1En exergue à l’Argument du numéro 10 du Fait de l’analyse, consacré à la question de l’origine, l’interrogation de Bouvard et Pécuchet : « Pourquoi la Science nous ouvre-t-elle des portes dont l’entrée nous est interdite ? »

2Il est tentant, pour peu que l’on prenne au sérieux cette formulation et l’ironie qui la porte, de s’attarder, dans ce numéro, sur deux articles aussi opposés, aussi antinomiques, que celui de l’historien T. Parfitt et celui de l’astrophysicien M. Cassé, et de répondre à la question posée par une autre question : « Quand l’entrée ne nous est pas interdite, où peut nous mener la Science ? Vers le progrès de la pensée, ou vers ses dérives ? »

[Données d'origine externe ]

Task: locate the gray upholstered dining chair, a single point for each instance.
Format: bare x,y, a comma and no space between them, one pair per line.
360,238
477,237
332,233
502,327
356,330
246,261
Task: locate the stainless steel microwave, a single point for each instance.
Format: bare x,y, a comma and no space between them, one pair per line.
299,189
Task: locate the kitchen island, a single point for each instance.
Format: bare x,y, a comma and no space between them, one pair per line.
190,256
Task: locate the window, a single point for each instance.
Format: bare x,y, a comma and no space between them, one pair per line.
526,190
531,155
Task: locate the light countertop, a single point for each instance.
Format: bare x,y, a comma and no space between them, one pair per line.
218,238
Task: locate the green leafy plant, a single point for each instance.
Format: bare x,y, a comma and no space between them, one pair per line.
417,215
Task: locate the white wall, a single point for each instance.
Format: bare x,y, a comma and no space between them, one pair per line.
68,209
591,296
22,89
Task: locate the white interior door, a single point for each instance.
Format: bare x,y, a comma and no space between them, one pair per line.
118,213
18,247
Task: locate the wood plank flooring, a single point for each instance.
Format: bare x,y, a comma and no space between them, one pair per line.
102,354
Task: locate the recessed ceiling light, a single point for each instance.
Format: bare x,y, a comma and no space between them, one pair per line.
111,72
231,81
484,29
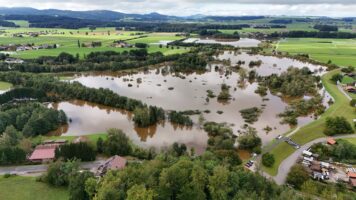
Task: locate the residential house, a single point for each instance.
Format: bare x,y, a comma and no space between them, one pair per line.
352,178
43,153
330,141
13,61
113,163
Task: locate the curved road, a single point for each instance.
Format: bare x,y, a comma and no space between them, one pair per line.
287,163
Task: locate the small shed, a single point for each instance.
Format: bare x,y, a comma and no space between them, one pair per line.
331,141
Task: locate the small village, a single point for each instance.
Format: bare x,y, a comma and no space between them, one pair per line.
327,171
45,153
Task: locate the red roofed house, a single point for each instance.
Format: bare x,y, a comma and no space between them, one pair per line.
113,163
43,153
352,178
330,141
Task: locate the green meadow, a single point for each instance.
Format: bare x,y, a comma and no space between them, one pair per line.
314,130
18,187
5,85
67,41
339,51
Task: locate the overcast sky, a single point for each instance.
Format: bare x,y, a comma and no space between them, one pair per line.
335,8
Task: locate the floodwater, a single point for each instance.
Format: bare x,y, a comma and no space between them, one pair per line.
270,64
243,42
184,92
88,118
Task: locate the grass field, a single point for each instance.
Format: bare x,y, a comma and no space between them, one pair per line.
92,138
16,188
352,140
340,51
21,23
290,27
315,129
68,41
5,85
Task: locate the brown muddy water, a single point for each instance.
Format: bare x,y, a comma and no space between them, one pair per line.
154,87
243,42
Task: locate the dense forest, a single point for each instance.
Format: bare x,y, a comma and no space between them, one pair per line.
96,61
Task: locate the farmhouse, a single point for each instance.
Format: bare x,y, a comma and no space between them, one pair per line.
331,141
352,178
113,163
43,153
122,44
13,61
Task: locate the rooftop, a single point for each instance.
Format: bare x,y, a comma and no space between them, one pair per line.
331,141
43,152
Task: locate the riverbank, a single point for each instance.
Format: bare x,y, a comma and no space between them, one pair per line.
315,129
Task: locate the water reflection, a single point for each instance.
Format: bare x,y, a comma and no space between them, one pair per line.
243,42
180,92
88,118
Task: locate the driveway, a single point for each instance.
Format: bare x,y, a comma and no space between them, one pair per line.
287,163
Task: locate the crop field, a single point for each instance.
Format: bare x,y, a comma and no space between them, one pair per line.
290,27
14,188
315,129
21,23
5,85
339,51
67,41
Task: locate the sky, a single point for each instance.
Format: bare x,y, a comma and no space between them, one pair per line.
332,8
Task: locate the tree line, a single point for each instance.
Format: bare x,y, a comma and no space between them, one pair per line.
312,34
143,115
95,61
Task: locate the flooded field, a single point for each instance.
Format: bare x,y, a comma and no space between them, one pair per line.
243,42
184,92
88,118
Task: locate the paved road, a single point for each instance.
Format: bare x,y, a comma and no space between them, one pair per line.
38,169
287,163
343,91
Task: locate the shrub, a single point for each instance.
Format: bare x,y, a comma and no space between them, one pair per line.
117,143
268,159
353,102
81,151
337,125
297,176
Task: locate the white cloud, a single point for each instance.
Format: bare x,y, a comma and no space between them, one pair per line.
334,8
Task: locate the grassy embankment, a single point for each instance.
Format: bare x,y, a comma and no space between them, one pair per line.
68,42
92,138
5,85
339,51
315,129
18,187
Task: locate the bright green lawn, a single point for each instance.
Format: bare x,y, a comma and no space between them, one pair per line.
21,23
314,130
347,80
340,51
352,140
290,27
26,188
5,85
92,138
67,41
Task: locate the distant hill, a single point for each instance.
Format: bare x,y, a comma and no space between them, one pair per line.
102,15
107,15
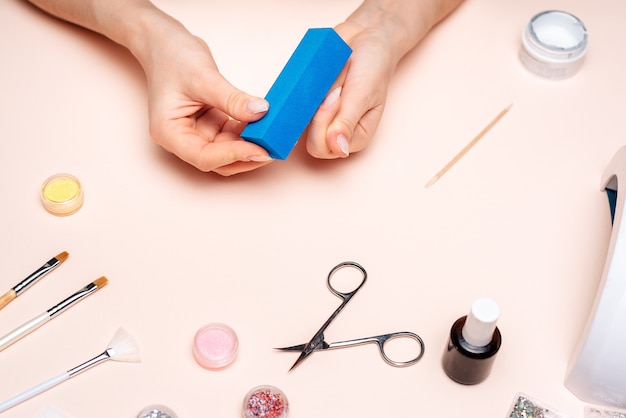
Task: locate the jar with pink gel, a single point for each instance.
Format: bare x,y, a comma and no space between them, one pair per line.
215,346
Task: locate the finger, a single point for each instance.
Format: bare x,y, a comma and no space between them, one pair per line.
217,91
355,123
227,149
316,142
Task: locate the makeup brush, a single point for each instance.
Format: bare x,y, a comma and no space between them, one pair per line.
41,319
121,348
32,279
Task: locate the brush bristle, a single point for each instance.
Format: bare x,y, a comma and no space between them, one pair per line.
100,282
62,256
123,347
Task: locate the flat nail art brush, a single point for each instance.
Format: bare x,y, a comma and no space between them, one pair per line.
32,279
41,319
121,348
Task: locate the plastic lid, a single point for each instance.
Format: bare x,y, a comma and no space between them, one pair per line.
265,401
480,323
555,35
215,346
62,194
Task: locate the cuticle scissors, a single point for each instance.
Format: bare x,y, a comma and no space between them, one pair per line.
318,343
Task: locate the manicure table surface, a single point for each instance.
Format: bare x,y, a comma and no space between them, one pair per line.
520,218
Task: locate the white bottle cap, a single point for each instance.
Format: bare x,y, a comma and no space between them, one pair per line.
481,322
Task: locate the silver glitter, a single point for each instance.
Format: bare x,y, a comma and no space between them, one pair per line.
156,411
525,408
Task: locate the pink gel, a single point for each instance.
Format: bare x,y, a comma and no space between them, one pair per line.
215,346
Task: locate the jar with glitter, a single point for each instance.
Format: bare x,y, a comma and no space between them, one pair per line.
265,402
157,411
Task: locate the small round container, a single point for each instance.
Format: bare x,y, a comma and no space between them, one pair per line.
553,44
265,402
62,194
215,346
157,411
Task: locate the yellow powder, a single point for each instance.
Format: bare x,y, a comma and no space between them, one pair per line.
61,190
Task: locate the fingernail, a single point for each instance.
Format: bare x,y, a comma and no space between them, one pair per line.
343,143
332,98
259,158
257,106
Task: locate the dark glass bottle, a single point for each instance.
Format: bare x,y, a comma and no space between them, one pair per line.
471,362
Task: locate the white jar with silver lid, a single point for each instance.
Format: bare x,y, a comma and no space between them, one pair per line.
553,44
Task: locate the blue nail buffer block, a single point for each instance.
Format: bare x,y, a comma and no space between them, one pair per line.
298,91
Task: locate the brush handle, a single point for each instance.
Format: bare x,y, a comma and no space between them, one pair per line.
42,387
23,330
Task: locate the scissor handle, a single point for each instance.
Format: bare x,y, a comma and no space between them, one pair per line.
346,296
381,340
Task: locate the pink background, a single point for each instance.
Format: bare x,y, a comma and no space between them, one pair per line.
520,218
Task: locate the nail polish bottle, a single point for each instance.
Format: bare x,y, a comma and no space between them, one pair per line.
474,343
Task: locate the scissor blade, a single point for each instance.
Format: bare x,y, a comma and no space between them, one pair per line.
300,359
298,347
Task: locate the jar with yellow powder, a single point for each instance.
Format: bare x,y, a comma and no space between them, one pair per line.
62,194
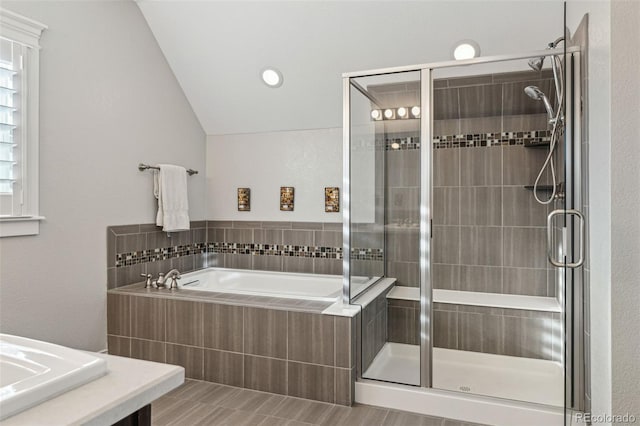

3Dans son texte « Une étrange quête des origines », T. Parfitt, avec une certaine habileté, à la fois se dédouane et s’enorgueillit de son recours à la génétique dans une recherche qui, par son ambigu ïté même, infirme la thèse qui préside à l’élaboration de ce numéro, celle à laquelle on ne peut que souscrire, à savoir qu’ « il n’y a pas de “vraie” origine, l’origine est made in psyché et elle est toujours inventée (ou théorique), toujours imaginaire (et interdite), jamais vraiment naturelle (ni objectivable) » (p. 17). Elle est fabriquée.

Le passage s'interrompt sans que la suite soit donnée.